Diocese of Hyderabad is continuing to support communities affected by floods, particularly those where needs are particularly high – for example, where flood waters have taken longer to recede, or where work shortages have hit particularly hard. Practical support like kitchen supplies and rebuilding damaged roofs on school huts will help these communities as they face the immense task of rebuilding.
While significant challenges remain in Pakistan, there are signs of hope too. Thank you for helping our partner to deliver much-needed aid, through your donation to our Pakistan Flood Emergency Appeal.
Natural disasters like floods and earthquakes take a massive toll on communities. Women are particularly vulnerable in these sorts of crises, but they’re also important sources of strength and leadership as they support and care for their communities.
By listening to the voices of women in disaster-affected communities, we can learn so much about the challenges they face in times of crisis, how they can be better supported, and the courage and resilience they bring to these situations.
When flood waters reached Radha’s village in Sindh province last year, every house in the village was destroyed, covered in up to 1.5 metres of water. Radha, a mother of five, says women faced particular challenges when the flood waters came.
The floods were very difficult for women as the water came at night, and we had to gather and carry children, as well as whatever household belongings we could manage, to the nearest high ground.
The nearest high ground was a road, and while it was a place of safety and refuge from the flood waters, for women and children there were other threats.

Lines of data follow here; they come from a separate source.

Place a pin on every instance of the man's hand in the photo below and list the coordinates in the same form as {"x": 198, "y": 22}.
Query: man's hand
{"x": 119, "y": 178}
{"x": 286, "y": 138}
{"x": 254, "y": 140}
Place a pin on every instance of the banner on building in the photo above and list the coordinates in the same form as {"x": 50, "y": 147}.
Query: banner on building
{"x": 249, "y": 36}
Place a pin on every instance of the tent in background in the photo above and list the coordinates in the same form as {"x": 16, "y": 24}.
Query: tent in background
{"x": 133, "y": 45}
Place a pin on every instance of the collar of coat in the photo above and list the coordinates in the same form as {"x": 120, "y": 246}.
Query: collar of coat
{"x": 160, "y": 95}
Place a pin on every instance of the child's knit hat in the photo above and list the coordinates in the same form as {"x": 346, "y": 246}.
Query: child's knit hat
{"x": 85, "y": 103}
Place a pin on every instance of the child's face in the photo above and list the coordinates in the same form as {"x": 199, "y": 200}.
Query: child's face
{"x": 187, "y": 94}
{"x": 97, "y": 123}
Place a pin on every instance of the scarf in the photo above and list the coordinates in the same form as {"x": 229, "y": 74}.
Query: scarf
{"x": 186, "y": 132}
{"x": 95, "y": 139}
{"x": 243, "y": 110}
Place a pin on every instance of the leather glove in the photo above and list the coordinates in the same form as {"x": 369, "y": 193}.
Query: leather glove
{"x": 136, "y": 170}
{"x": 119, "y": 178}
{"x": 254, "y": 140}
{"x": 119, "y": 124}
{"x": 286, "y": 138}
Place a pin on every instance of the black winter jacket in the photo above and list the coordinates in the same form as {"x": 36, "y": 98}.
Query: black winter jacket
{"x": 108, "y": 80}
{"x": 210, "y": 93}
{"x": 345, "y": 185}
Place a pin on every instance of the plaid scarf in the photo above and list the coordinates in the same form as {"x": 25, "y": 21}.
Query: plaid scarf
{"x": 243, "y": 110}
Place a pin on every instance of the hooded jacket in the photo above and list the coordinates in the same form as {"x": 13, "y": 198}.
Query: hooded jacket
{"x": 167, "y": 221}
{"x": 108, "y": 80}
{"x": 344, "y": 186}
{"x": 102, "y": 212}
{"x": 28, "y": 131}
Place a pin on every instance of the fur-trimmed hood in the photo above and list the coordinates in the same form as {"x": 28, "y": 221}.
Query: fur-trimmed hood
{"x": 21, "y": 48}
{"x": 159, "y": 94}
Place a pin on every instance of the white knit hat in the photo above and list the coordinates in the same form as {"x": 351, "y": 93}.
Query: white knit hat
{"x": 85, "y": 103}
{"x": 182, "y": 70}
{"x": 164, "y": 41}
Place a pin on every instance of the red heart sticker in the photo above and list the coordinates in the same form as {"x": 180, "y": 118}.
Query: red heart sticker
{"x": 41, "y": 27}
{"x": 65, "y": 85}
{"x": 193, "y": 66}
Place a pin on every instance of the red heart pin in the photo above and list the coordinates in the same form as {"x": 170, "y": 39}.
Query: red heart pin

“While we were staying at the road it was difficult to cook food as there wasn't much dry wood and we had no fireplace,” she said. “There was no washroom and so privacy was really difficult: everywhere was surrounded by water. We felt afraid while staying on the road, as vehicles would come along and the children did not have much road awareness. At night the children would be scared of the lights of trucks going past.”
Radha’s village received several food distributions from Tearfund’s partner Diocese of Hyderabad, adding up to around three months’ worth of food. It took about three months for the flood waters to recede and for them to be able to return to the village. Many people spent those three months living on the higher ground of the road; others travelled to a place in the desert away from flood waters. Either way, life was precarious and difficult.
There was some good news for the children of the village, though. The year before the floods, with support from Tearfund and the Australian Government Department of Foreign Affairs and Trade’s Australian NGO Cooperation Program, our partner set up a school there with reinforced concrete posts to strengthen it in case of future floods. The concrete posts and building structure survived the flood – only the mud walls and thatch roof had to be replaced, and the school was up and running again more quickly than it would have been without that additional structural support.